August 11th, 2024 — 6:29 PM

Content Warning: A LOT of self-loathing. Sorry.

I've been feeling stagnant.

Are "August Blues" a thing? There's a plethora of things it could be; a multitude of factors that weigh down on my sore shoulders. Atlus with the Earth, Sisyphus and his boulder, Prometheus and the eagle.

Impoverished, subdued, I feel no joy or excitement in the day to day, and as the start of my meaningless semester looms over my head with each passing second, everything feels heavy. Maybe I'm stir-crazy, driven to madness within my constant four walls. Can home be a prison? It feels like it. But the heat is so oppressive, the gas prices are too high, there's nowhere to go, nothing to do. My parents are constantly busy, so visiting them has even become a chore. My partner, honey dearest, is my only friend and companion, but even that becomes tedious when there is nothing to say or do. Want to watch a movie? Want to watch a show? Watch watch watch. The TV mocks me, my computer screen burns my eyes, my phone is shackled to my wrists. I'm surprised I even know what day of the week it is anymore.

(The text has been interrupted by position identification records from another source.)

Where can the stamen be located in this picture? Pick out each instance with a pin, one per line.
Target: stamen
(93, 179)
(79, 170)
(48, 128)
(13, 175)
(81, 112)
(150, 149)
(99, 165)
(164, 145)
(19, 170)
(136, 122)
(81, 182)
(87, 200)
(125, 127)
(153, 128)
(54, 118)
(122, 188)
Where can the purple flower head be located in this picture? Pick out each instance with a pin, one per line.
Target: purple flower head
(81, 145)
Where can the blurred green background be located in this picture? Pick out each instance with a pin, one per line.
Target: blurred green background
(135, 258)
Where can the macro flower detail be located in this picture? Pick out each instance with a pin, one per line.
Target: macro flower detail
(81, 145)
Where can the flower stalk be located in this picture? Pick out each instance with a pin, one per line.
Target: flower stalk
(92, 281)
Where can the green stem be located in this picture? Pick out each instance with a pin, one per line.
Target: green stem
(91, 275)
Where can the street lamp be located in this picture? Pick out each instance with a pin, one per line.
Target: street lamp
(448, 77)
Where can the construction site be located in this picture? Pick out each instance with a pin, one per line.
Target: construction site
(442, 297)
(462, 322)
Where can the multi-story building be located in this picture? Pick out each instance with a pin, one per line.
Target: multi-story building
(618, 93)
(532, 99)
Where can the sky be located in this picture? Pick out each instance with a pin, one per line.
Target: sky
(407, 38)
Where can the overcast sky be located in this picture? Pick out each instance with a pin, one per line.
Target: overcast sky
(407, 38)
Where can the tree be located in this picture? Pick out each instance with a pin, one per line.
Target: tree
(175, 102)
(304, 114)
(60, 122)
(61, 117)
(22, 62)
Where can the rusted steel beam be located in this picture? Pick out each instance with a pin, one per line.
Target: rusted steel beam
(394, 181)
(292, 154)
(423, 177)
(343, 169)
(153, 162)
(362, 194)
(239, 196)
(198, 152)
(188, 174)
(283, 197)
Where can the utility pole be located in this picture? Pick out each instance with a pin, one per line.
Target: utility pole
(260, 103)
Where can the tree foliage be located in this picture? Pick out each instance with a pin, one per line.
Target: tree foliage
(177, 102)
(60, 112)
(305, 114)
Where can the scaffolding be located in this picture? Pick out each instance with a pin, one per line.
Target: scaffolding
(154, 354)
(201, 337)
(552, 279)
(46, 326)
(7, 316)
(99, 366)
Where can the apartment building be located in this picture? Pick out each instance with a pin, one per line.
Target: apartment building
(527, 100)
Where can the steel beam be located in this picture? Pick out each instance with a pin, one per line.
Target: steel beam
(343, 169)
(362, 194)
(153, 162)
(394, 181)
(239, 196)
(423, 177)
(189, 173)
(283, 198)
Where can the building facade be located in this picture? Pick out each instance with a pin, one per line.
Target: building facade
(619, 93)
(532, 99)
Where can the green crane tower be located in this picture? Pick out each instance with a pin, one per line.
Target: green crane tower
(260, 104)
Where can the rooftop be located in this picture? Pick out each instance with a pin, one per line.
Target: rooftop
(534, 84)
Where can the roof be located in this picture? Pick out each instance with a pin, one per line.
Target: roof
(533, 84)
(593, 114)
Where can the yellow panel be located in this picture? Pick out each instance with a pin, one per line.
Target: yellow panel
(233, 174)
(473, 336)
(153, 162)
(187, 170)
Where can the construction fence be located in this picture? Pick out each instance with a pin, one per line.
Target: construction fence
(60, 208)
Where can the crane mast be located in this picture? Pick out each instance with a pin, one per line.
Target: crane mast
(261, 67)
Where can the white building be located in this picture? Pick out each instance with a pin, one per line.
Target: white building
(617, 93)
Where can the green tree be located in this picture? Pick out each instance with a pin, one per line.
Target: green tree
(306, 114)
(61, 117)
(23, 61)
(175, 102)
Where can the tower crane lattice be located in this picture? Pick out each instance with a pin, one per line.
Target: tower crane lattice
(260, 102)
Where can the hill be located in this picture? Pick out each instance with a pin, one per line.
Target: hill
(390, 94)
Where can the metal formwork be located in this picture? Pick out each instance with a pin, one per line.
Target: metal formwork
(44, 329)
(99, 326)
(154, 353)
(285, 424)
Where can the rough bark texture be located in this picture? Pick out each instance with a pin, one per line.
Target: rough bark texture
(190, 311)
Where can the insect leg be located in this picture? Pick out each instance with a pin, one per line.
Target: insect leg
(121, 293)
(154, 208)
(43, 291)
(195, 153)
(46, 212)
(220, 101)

I'm so painstakingly lonely. I have no local friends—I am an afterthought to my partner's friends. I'm an obligation. With his bright eyes and easy-going smile, able to strike up a conversation with even the most dour of faces, he is golden and I am dull. I've been scorned by so many people I've once known, faces I mourn for I know that I'm no better; I've done my fair share of scorning. I think most about the people who were the worst for me, people who were unpredictable and moody, constantly breaking apart in front of me and begging me to fix them—am I so terrible to miss that type of dependency? To be needed and wanted? I know I am loved, even if it's not by many. But I need my partner, I need my parents. I don't think they really need me, they just love me enough to have and to hold me.

What happened to my drive? That wonderful, aching desire to create? Staying up till 5AM drowning in code, in my own writing? It's like I finished my latest writing project and...lost it all. And it's not as if I don't have things to do—I have so many things I need to work on for this Neocities page. Notebook pages full of ideas for my next, and next, and next writing ventures with my OCs. A needlepoint work in progress begging for me to continue. Where did it go? It's not as if I'm not still staying up till 5am, reading books on my phone, forgetting to eat and sleep and talk. Rotting in my bed. Anymore the simple act of sitting upright makes me exhausted.

I'm so tired. I sleep all day and I am still so, so tired.

My birthday is in 16 days. I don't know what I want more: everyone to remember, or everyone to forget.